Blog | Monday, April 2, 2012

Controversies in the evidence for informatics


About a year ago there was a big dustup in the informatics field concerning a study published by Romano and Stafford in Archives of Internal Medicine that purported to show that electronic health record (EHR) use was not associated with improved quality of care1. As honest informaticians, we need to take such research seriously, aiming to improve what we do based on the evidence.

This study, however, was problematic, in that it was based on an older data set not designed for answering questions such as the one asked by Romano and Stafford. A better approach would have been to perform a prospective clinical trial that directly assessed an informatics intervention, one of which was indeed published a few months later that did show improvement in care augmented by use of an EHR2.

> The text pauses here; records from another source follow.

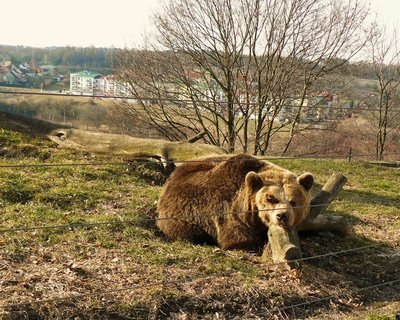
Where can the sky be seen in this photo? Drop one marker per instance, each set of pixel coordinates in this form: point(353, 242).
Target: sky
point(99, 23)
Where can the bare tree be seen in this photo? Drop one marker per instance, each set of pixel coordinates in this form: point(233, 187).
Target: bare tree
point(230, 68)
point(386, 60)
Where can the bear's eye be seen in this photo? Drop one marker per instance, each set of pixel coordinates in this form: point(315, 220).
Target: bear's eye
point(272, 199)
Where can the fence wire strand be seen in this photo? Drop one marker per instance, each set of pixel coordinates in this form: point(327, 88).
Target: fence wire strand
point(214, 160)
point(187, 101)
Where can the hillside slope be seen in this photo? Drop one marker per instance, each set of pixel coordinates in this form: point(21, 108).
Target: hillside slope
point(80, 242)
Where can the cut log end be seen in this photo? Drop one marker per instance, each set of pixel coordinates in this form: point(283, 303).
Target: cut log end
point(283, 247)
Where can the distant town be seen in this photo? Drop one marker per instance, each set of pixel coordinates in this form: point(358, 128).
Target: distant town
point(80, 83)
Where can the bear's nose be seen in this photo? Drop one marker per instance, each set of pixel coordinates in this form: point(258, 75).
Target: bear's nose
point(282, 217)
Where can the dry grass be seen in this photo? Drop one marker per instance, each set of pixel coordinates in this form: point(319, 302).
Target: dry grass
point(130, 271)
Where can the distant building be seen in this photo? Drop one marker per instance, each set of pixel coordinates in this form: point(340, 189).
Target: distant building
point(90, 83)
point(11, 75)
point(84, 82)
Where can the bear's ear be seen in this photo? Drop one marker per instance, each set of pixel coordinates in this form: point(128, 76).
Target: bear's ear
point(306, 180)
point(253, 181)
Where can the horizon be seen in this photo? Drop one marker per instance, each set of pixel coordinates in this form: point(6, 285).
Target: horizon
point(124, 25)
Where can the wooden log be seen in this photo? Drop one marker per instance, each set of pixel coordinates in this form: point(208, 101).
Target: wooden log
point(284, 246)
point(328, 192)
point(335, 224)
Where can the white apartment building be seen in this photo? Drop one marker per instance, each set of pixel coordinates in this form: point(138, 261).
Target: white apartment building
point(90, 83)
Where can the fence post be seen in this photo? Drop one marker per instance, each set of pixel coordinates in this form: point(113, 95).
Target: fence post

Now comes a similar situation a year later with the publication of a study by McCormick et al. in Health Affairs, which uses the same data source to show that physicians who have access to computerized imaging results (not necessarily via an EHR) have a 40-70% higher likelihood of ordering imaging tests3. This study set off a similar conversation about whether we are jumping the gun, especially with regards to the substantial federal investment in EHR adoption through the Health Information for Clinical and Economic Health (HITECH) Act. As with the Romano and Stafford study, this new study set off a lot of debate, including an exchange between the National Coordinator for Health IT and a rebuttal by the authors.

It is unfortunate to have to reiterate that we should be guided by the evidence, but given that many of us do have careers staked on the success of the HITECH Act, we must acknowledge potential biases and be as objective as possible in evaluating research results. That said, the study by McCormick truly uses a very weak methodology and certainly does not justify the sweeping conclusions by the authors in their paper or their rebuttal.

Similar to the Romano and Stafford study, this study makes associations with data sources that are not really designed to answer the question of whether EHRs will reduce test ordering. Of course, an even more fundamental question is whether reduced test ordering is something we desire anyways. While imaging tests are clearly over-utilized in health care4,5, this study is incapable of telling us the value of the imaging that was ordered in increased amounts by physicians with access to electronic results. As such, we have no clue as to whether the imaging may or may not be warranted, or how the increased ordering impacted care of the patients for whom it was ordered. It is entirely possible that the increased imaging was beneficial in the management of those patients.

The authors conclude at the end of their abstract that "use of these health information technologies, whatever their other benefits, remains unproven as an effective cost-control strategy with respect to reducing the ordering of unnecessary tests." This is indeed a broad, sweeping conclusion that is hardly warranted from the methods or results of their study.

The rebuttal by Dr. Mostashari is reasonable, noting that the results of this study tell us little of the value of EHRs and the HITECH investment, which is what the authors seem to want to criticize in their results. This certainly comes out in their rebuttal, where they use a number of adjectives to impugn his motives.

I do agree with their call for dialogue as well as well-designed clinical trials to assess the benefits of health IT. It may well be that the results of their research are true, and that EHRs will increase costs by making the ordering of expensive tests easier. But we really need our research to answer the larger questions of the value to patient outcomes. We also need to explore how larger changes in our healthcare system, particularly a reimbursement approach that favors quantity over quality, will be empowered by better information systems. With research focusing on those questions, we will be able to ascertain the true value of health IT and how we can improve our use of it.

References
[1] Romano, M. and Stafford, R. (2011). Electronic health records and clinical decision support systems: impact on national ambulatory care quality. Archives of Internal Medicine, 171: 897-903.
[2] Cebul, R., Love, T., et al. (2011). Electronic health records and quality of diabetes care. New England Journal of Medicine, 365: 825-833.
[3] McCormick, D., Bor, D., et al. (2012). Giving office-based physicians electronic access to patients' prior imaging and lab results did not deter ordering of tests. Health Affairs, 31: 488-496.
[4] Baker, L., Atlas, S., et al. (2009). Expanded use of imaging technology and the challenge of measuring value. Health Affairs, 27: 1467-1478.
[5] Hillman, B. and Goldsmith, J. (2010). The uncritical use of high-tech medical imaging. New England Journal of Medicine, 363: 4-6.

This post by William Hersh, MD, FACP, Professor and Chair, Department of Medical Informatics & Clinical Epidemiology, Oregon Health & Science University, appeared on his blog Informatics Professor, where he posts his thoughts on various topics related to biomedical and health informatics.